StudySmarter Expert Advice🤫
We think this is how you could land Senior Software Engineer (AI Reliability Engineering) in London
✨Tip Number 1
Network, network, network! Get out there and connect with folks in the industry. Attend meetups, webinars, or even just grab a coffee with someone who works in AI reliability engineering. Building relationships can open doors that a CV just can't.
✨Tip Number 2
Show off your skills in real-time! Consider contributing to open-source projects or engaging in hackathons. This not only showcases your expertise but also demonstrates your commitment to the field and your ability to collaborate with others.
✨Tip Number 3
When you land an interview, be ready to dive deep into your experiences. Share specific examples of how you've tackled reliability issues or improved systems. We want to hear about your thought process and how you approach problem-solving!
✨Tip Number 4
Don't forget to apply through our website! It’s the best way to ensure your application gets the attention it deserves. Plus, we love seeing candidates who are proactive about joining our team!
We think you need these skills to ace Senior Software Engineer (AI Reliability Engineering) in London
Some tips for your application 🫡
Show Your Reliability Mindset:Make sure to highlight your experience with distributed systems and reliability in your application. We want to see how you've tackled challenges in the past and how you think about system resilience.
Be Curious and Brave:Don’t shy away from mentioning times when you jumped into unfamiliar territory to solve a problem. We love candidates who are willing to dive into the unknown and help drive resolution, even if they don’t have all the answers right away.
Communicate Clearly:Since collaboration is key for us, ensure your application reflects your communication skills. Share examples of how you've built relationships across teams and contributed to projects, as this will show us you're a team player.

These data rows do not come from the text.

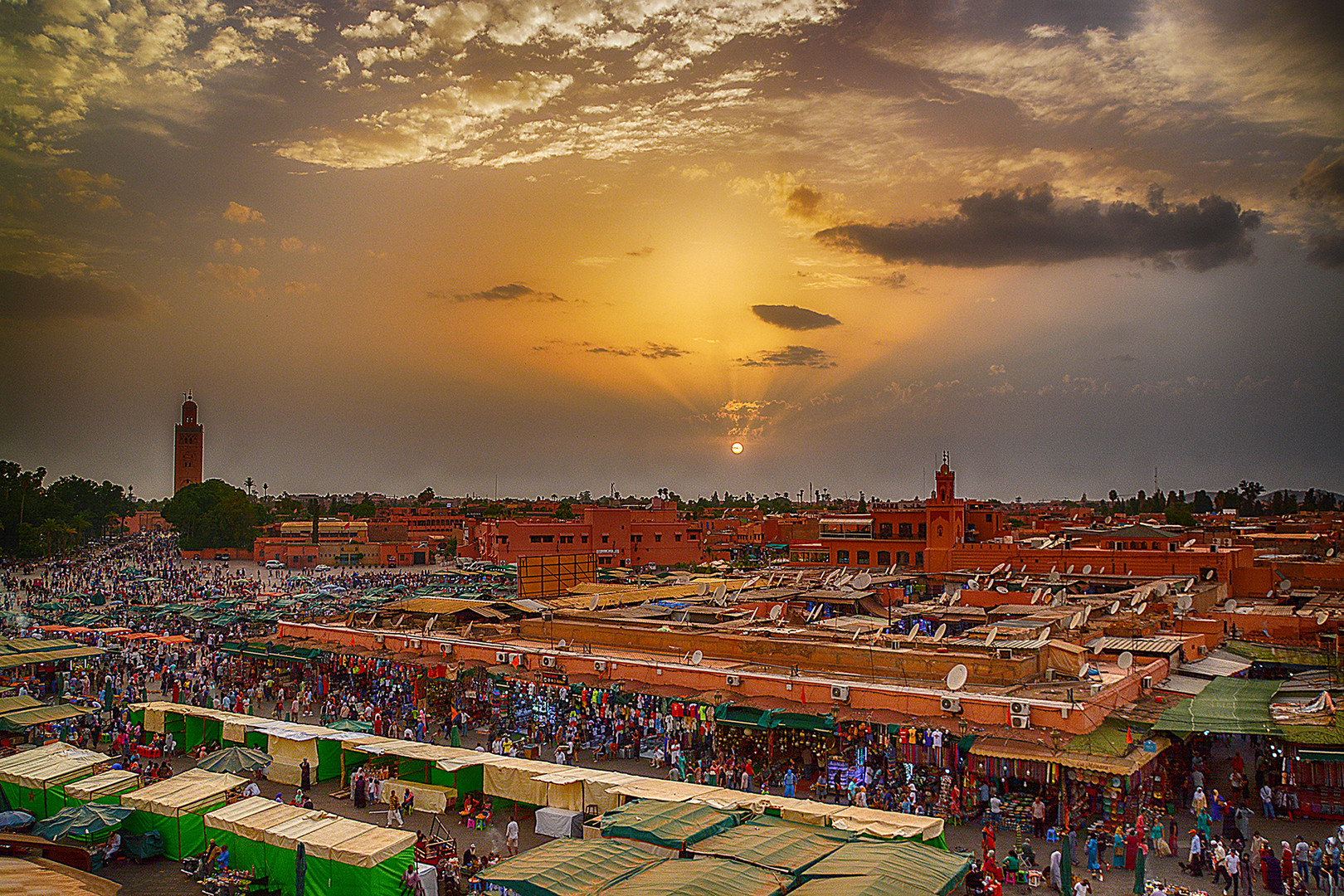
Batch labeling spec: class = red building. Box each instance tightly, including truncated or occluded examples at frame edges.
[789,455,1008,570]
[472,499,704,568]
[172,392,206,494]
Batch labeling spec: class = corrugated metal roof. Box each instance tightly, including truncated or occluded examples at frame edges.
[1088,638,1184,655]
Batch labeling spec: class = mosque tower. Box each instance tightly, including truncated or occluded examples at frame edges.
[172,392,206,494]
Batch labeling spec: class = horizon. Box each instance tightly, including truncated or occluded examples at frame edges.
[0,0,1344,499]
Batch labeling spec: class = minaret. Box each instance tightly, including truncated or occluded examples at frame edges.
[172,392,206,494]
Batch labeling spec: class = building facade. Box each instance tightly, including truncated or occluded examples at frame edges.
[172,392,206,494]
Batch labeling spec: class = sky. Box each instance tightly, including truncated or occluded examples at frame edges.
[0,0,1344,499]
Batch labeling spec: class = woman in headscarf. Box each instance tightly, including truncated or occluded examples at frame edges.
[1261,846,1283,896]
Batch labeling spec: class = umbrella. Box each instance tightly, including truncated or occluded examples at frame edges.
[32,803,134,840]
[1059,830,1074,896]
[197,747,270,775]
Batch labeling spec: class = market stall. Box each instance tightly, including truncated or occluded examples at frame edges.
[121,768,246,859]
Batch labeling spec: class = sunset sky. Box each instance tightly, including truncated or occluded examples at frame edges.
[0,0,1344,499]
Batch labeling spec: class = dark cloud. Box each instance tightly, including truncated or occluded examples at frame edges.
[443,284,567,302]
[1290,156,1344,202]
[738,345,836,367]
[1307,231,1344,269]
[787,185,821,219]
[752,305,840,330]
[0,270,145,319]
[816,184,1261,271]
[582,343,688,362]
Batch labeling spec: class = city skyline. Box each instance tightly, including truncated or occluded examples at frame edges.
[0,0,1344,499]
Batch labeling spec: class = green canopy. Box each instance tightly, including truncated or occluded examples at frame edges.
[691,816,855,874]
[601,859,793,896]
[1153,679,1283,736]
[802,840,971,896]
[477,840,660,896]
[32,803,134,840]
[601,799,742,849]
[197,747,270,775]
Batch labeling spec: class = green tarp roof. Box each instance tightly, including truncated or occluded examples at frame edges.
[802,840,971,896]
[601,859,793,896]
[691,816,854,874]
[601,799,742,849]
[479,840,661,896]
[1153,679,1283,735]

Apply Through Our Website:We encourage you to apply directly through our website. It’s the best way for us to keep track of your application and ensure it gets the attention it deserves. Plus, we can’t wait to see what you bring to the table!

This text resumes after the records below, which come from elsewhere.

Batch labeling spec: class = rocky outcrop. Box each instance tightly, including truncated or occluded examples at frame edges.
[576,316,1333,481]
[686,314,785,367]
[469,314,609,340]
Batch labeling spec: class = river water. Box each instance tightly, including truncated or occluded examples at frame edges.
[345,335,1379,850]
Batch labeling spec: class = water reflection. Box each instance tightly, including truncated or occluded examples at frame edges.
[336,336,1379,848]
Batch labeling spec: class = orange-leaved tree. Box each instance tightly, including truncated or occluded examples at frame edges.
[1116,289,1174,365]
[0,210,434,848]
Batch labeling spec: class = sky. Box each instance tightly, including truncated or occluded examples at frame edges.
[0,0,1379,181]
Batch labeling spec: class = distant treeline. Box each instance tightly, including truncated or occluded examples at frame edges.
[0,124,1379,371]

How to prepare for a job interview at Deepstreamtech
✨Know Your Systems
Make sure you brush up on your knowledge of distributed systems and reliability engineering. Be ready to discuss your past experiences with large-scale systems, especially any incidents you've handled. This will show that you're not just familiar with the theory but have practical experience too.
✨Show Your Curiosity
During the interview, don't hesitate to ask questions about the systems you'll be working with. Demonstrating your curiosity and willingness to dive into unfamiliar territory can set you apart. It shows that you're brave and ready to tackle challenges head-on.
✨Communicate Effectively
Since collaboration is key in this role, practice articulating your thoughts clearly. Use examples from your previous work to illustrate how you've built relationships across teams. Good communication skills can make a huge difference in how you're perceived by the interviewers.
✨Emphasise User Ownership
Be prepared to discuss how you take ownership of outcomes, even for systems you don’t directly manage. Share specific instances where you’ve prioritised user needs and contributed to improving system reliability. This will resonate well with the team’s focus on user-centric solutions.